Halo Wars 2 Will Underwhelm Both Halo and Real-Time Strategy Game Fans
The Halo franchise began with a boast: Combat Evolved. Bungie and Microsoft bet that complex maps, vehicular warfare, and bombastic space opera would reinvigorate the console shooter. The accessible, multi-player focused shooter dominates contemporary game sales because of Halo and Halo 2. The innovations in those games reshaped a market. But with Halo Wars 2, the franchise spin-off treads water with both its chosen genre and the sci-fi universe it inhabits.
Halo Wars took the battle between humanity and the Covenant into the realm of real-time strategy in 2009 after Command & Conquer 3 momentarily revived the console real-time strategy game (RTS). But where the main shooter series balanced accessibility with layers of complexity, Halo Wars stripped the RTS down to its bare essentials at the cost of the tactical/strategic complexities that are the heart of the genre. And while the new sequel shows flashes of a possible new and faster approach to RTS matches, which too often get bogged down in micromanagement, the challenges the game offers don’t use this pace to present any other new spins on a genre that has been relatively static in terms of structure and design since Warcraft 3’s release over a decade ago.
Halo Wars 2 streamlines much of the busy work of base building and resource collection that weighs down the early stages of an RTS match. Resource generation is done through modular additions to your home base. Those same modular slots can also be used to make buildings that generate infantry/vehicle/air units. Although you’ll likely be hurting for resources at the beginning of a match, easy upgrades to your base means you’ll be flush with resources by the mid/late stages of a match.
Halo Wars 2’s strategic element then involves the make-up and allocation of your combat units. It’s a basic rock/paper/scissors set-up with infantry strong against air which is strong against vehicle which is strong against infantry. Individual unit types in those classes complicate the dynamic a little (an infantry robot who is excellent against vehicles, an anti-air vehicle, etc.) but there are enough complementary options for your squad make-up and such a surplus of resources that you rarely feel pressed for a counter.
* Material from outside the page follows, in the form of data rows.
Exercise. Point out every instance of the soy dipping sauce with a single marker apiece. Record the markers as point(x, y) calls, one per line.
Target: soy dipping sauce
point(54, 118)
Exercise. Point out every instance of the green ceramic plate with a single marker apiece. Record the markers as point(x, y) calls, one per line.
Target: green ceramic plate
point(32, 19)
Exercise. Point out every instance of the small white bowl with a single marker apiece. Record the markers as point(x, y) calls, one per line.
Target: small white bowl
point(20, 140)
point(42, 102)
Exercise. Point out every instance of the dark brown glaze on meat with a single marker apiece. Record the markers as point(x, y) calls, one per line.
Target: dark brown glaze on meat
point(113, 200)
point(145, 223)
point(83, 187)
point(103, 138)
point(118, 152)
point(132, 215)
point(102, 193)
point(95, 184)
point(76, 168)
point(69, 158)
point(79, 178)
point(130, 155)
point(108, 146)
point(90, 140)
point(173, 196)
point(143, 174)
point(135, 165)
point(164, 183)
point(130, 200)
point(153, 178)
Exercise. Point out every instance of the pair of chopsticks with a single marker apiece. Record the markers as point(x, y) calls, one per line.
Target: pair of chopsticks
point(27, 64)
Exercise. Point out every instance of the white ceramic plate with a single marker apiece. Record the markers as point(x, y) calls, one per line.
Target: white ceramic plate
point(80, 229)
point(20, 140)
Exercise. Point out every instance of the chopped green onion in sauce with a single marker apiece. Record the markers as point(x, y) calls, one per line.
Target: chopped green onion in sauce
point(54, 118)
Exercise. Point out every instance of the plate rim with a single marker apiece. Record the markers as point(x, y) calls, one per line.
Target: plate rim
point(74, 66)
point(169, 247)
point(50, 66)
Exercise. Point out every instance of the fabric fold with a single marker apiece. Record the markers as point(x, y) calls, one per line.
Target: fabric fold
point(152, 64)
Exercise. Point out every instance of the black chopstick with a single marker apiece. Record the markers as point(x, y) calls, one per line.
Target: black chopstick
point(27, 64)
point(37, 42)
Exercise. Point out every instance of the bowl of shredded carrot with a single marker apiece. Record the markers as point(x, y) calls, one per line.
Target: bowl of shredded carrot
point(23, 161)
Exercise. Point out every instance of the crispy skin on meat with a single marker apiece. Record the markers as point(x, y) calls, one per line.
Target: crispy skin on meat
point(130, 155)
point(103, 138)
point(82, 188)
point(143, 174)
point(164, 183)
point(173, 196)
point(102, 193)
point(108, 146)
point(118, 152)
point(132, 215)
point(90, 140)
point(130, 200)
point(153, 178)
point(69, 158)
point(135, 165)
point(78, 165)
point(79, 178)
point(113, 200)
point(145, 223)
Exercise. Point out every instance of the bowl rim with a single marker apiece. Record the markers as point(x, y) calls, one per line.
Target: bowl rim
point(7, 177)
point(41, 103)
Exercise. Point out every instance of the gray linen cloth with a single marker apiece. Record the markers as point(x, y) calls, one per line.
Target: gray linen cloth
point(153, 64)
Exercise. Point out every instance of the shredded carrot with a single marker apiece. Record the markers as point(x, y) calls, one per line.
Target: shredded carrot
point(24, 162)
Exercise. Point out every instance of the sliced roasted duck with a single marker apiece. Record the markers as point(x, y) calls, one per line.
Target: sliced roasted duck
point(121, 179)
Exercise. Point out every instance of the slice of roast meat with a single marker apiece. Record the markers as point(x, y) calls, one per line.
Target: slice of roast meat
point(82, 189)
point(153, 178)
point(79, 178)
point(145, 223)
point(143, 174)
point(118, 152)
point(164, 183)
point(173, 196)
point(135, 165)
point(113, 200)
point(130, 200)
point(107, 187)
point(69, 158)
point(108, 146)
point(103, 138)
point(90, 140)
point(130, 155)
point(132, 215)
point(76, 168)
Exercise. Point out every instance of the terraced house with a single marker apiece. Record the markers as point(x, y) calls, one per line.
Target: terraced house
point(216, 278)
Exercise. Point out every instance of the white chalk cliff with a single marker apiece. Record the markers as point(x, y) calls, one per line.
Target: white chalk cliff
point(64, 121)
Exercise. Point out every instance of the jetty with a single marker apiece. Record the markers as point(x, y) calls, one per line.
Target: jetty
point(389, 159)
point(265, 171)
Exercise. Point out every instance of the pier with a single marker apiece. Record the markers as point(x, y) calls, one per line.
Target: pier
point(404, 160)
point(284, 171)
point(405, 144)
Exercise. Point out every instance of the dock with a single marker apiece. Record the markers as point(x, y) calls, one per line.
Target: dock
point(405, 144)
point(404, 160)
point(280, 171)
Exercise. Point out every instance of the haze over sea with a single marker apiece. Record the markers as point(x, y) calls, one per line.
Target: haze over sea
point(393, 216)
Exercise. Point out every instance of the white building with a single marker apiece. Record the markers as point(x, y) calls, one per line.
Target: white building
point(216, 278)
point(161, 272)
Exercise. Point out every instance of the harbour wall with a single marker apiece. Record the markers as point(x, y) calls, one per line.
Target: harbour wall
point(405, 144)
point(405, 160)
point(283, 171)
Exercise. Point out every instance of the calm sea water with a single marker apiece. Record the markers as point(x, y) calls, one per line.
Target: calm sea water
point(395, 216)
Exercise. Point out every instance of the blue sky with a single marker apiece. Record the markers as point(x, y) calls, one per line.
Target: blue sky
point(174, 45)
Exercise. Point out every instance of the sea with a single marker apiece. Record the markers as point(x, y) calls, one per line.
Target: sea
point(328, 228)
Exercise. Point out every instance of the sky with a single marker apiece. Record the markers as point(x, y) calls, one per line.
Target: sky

With the exception of missions that task you with devising a defense when you’re outmanned and outgunned, strategy in Halo Wars 2 becomes rote tactics: crank out resource generating buildings, build defenses, turtle, blob the enemy once you have numerical superiority, victory. Later missions in Halo Wars 2’s campaign attempt to complicate this by starting you at massive disadvantages to your enemy, but establishing a stable defense just moves to the top of the queue and then you focus on the other priorities next.